The goal of this placebo controlled randomized double blind interventional study is to assess the effect of palmitoylethanolamide supplementation in patients with functional dyspepsia The main questions it aims to answer are:

  • The efficacy of PEA on functional dyspepsia symptoms measured using the LPDS questionnaire

  • The effect of PEA on duodenal mucosal permeability.

Participants will receive an 8-week during treatment with PEA 3x400 mg per day or placebo 3 times per day.
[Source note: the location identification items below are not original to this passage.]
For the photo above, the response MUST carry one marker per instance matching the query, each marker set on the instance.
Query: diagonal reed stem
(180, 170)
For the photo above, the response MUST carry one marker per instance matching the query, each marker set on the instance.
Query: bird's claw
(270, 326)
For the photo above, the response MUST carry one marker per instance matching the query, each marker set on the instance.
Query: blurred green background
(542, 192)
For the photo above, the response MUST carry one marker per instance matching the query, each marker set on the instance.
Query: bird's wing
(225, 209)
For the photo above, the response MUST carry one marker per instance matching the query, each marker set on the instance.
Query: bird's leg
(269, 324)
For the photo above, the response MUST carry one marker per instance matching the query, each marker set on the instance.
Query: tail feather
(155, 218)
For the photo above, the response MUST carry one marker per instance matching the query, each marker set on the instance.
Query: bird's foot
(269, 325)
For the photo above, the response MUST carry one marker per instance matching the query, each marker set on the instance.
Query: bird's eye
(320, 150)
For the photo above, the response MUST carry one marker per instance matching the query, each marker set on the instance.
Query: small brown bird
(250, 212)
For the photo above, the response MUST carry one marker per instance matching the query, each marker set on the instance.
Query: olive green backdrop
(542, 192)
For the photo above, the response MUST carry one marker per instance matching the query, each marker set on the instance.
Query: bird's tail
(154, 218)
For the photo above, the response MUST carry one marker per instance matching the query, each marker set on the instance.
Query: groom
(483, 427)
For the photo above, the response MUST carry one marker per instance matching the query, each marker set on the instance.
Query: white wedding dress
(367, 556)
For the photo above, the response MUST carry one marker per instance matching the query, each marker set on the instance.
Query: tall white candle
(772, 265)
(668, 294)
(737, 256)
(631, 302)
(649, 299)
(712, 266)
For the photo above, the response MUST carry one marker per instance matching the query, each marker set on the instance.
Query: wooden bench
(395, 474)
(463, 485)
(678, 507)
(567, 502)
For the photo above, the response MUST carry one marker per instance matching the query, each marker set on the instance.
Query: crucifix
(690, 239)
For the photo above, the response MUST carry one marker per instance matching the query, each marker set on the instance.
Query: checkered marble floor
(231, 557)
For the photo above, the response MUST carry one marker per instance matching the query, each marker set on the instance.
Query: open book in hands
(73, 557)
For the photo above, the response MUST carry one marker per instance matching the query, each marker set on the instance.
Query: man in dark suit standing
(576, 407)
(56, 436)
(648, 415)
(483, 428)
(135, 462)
Condition or Disease Intervention/Treatment Phase
  • Dietary Supplement: Palmitoylethanolamide
 N/A

Study Design

Study Type:
Interventional
Anticipated Enrollment :
100 participants
Allocation:
Randomized
Intervention Model:
Parallel Assignment
Intervention Model Description:
Double blind, placebo controlled studyDouble blind, placebo controlled study
Masking:
Quadruple (Participant, Care Provider, Investigator, Outcomes Assessor)
Primary Purpose:
Treatment
Official Title:
THE EFFECT OF DIETARY SUPPLEMENTATION WITH PALMITOYLETHANOLAMIDE ON GASTROINTESTINAL SYMPTOMS IN FUNCTIONAL DYSPEPSIA PATIENTS.
Actual Study Start Date :
Nov 29, 2021
Anticipated Primary Completion Date :
Jan 1, 2024
Anticipated Study Completion Date :
Mar 1, 2024

Arms and Interventions

Arm Intervention/Treatment
Active Comparator: PEA + participant ON-PPI

Patiënts that on baseline take daily PPI treatment are randomized in the ON-PPI PEA arm or ON-PPI placebo arm

Dietary Supplement: Palmitoylethanolamide
8-week treatment 3x400 mg per day
Placebo Comparator: Placebo + Participant ON-PPI

Patiënts that on baseline take daily PPI treatment are randomized in the ON-PPI PEA arm or ON-PPI placebo arm

Dietary Supplement: Palmitoylethanolamide
8-week treatment 3x400 mg per day
Active Comparator: PEA + participant OFF-PPI

Patiënts that do not take PPI at baseline are randomized in the OFF-PPI PEA arm or OFF-PPI placebo arm

Dietary Supplement: Palmitoylethanolamide
8-week treatment 3x400 mg per day
Placebo Comparator: Placebo + participant OFF-PPI

Patiënts that do not take PPI at baseline are randomized in the OFF-PPI PEA arm or OFF-PPI placebo arm

Dietary Supplement: Palmitoylethanolamide
8-week treatment 3x400 mg per day

Outcome Measures

Primary Outcome Measures

  1. Effect (change) on the Leuven-postprandial distress scale (LPDS) (0-15), higher score indicating more symptoms) [Comparison after 8 weeks of treatment with placebo or PEA]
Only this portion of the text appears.